The union for allied health workers has reached an agreement with Victorian Hospital Industrial Association over its long-running pay dispute just hours after staff walked off the job.

Those affected include radiographers, physiotherapists, occupational therapists, and radiologists.

Under the new deal, staff at public hospitals will receive a 12.5 per cent pay rise over the next four years.

The union, the Victorian Allied Health Professionals Association, said it would also see the end of junior staff doing the work of medical specialists.

It had been negotiating a new enterprise bargaining agreement with the industrial association since December last year. It will need to be signed off on by the Victorian Government.
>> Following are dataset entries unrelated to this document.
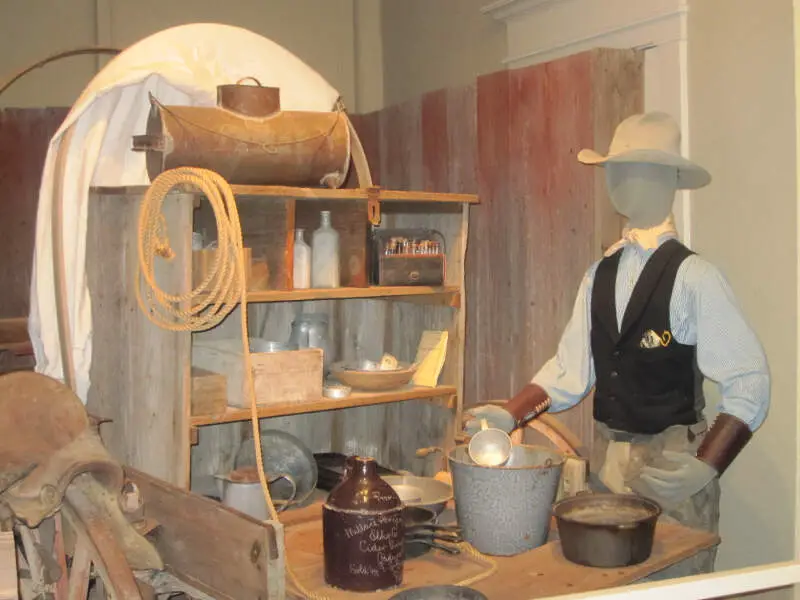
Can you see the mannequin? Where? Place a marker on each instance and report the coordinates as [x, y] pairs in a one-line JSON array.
[[650, 320]]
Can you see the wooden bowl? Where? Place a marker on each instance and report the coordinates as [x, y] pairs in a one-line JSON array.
[[373, 381]]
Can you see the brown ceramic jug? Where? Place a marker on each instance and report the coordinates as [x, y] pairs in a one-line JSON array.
[[363, 531]]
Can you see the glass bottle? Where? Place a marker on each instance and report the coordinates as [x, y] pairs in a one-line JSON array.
[[302, 262], [363, 531], [325, 254]]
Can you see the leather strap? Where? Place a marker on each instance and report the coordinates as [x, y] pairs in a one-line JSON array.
[[529, 403], [726, 438]]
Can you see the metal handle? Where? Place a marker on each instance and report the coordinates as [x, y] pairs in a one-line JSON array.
[[258, 83], [284, 504]]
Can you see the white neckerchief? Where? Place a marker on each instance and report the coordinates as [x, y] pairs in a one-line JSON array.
[[646, 238]]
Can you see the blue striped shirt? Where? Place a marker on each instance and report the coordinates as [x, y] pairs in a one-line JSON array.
[[703, 312]]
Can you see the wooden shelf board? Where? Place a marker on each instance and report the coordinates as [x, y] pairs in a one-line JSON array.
[[233, 414], [282, 191], [351, 194], [450, 294]]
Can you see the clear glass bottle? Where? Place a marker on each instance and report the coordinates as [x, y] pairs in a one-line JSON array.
[[325, 254], [302, 261]]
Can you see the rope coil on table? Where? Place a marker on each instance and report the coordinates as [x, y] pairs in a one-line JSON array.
[[205, 306]]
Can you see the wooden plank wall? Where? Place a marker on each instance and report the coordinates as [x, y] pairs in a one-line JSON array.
[[513, 138], [24, 136]]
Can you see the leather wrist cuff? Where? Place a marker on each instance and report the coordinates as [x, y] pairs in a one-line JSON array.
[[726, 438], [530, 402]]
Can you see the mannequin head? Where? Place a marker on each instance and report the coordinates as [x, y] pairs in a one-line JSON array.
[[642, 192]]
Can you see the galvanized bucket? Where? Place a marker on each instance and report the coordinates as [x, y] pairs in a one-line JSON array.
[[506, 510]]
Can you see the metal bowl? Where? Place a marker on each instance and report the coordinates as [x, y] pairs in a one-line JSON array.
[[422, 492], [440, 592], [283, 453]]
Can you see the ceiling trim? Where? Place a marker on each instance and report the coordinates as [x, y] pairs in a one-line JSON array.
[[505, 9]]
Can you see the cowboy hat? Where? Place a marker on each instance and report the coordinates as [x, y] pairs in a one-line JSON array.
[[652, 138]]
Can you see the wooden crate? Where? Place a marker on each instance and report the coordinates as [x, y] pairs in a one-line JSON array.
[[209, 393], [290, 377]]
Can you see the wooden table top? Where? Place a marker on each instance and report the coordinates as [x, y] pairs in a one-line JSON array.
[[538, 573]]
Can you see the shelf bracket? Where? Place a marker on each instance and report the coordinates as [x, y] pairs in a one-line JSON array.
[[374, 205]]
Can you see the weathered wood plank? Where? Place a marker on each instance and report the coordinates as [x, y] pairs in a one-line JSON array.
[[140, 373], [24, 136], [539, 573], [8, 567], [221, 552]]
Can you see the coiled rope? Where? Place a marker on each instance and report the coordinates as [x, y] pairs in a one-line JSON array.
[[214, 298], [205, 306]]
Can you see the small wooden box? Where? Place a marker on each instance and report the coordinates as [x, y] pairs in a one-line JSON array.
[[290, 377], [411, 270], [209, 393]]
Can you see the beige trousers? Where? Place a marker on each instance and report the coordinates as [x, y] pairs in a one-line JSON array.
[[618, 458]]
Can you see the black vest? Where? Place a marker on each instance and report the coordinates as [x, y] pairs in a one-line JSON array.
[[641, 390]]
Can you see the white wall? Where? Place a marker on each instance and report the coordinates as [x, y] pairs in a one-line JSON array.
[[320, 32], [741, 92], [434, 44], [543, 30], [724, 69]]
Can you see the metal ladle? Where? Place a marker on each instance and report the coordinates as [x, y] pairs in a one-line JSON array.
[[490, 447]]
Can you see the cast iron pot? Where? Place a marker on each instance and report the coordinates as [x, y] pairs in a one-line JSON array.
[[606, 530]]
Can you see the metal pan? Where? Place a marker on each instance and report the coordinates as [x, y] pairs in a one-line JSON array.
[[422, 492], [606, 530], [440, 592], [423, 533]]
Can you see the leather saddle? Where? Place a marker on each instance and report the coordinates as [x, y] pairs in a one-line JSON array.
[[48, 444], [46, 440]]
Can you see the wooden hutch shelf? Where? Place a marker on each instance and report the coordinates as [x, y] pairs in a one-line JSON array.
[[233, 414], [277, 191], [280, 191], [147, 392], [449, 295]]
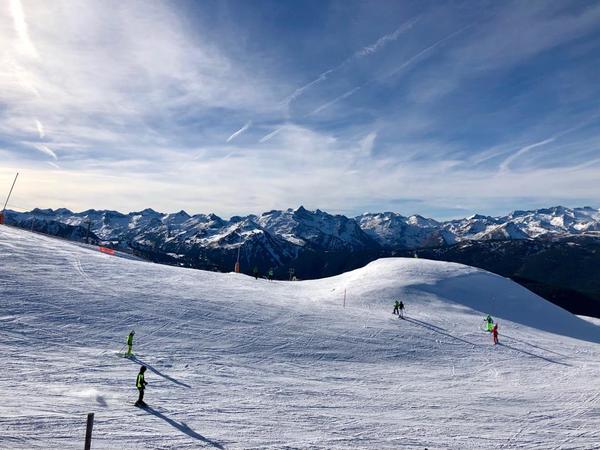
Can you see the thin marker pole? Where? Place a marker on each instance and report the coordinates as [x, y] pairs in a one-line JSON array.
[[88, 432], [10, 192]]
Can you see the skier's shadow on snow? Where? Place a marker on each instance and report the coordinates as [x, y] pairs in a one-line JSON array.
[[135, 359], [532, 345], [181, 426], [534, 355], [437, 329]]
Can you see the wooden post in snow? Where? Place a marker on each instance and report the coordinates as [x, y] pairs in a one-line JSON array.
[[88, 432]]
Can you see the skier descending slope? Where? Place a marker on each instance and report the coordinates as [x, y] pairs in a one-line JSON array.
[[130, 342], [396, 306], [489, 323], [141, 383]]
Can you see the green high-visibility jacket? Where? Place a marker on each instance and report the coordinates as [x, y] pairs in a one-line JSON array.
[[140, 383]]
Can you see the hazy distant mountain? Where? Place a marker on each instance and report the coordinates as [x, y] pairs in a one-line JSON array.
[[316, 244]]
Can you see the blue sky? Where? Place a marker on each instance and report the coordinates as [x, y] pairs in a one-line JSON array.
[[437, 108]]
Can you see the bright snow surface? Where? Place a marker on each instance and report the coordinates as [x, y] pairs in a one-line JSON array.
[[236, 362]]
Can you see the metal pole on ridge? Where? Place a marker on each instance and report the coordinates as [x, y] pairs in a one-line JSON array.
[[7, 198], [88, 432]]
The sticking point had been the use of “advanced practice work”, where hospitals employed junior staff to do the work of medical specialists, in order to cut waiting lists.

VAHPA said the work raised questions about standards of care and appropriate pay.

The union met all day Wednesday with the State Government and another emergency meeting was held earlier today.

The union’s Craig McGregor said before the deal was struck that patient care was being put at risk.

“What’s happening at the moment is the Government are using junior allied health professionals to do the work that until recently that was done by senior medical personnel, by neurosurgeons, by orthopaedic surgeons, to reduce waiting list times,” he said.

“We need them to realise they are saving a truckload of money by using allied health professionals to do this instead of senior medical personnel, and that is a huge productivity gain.”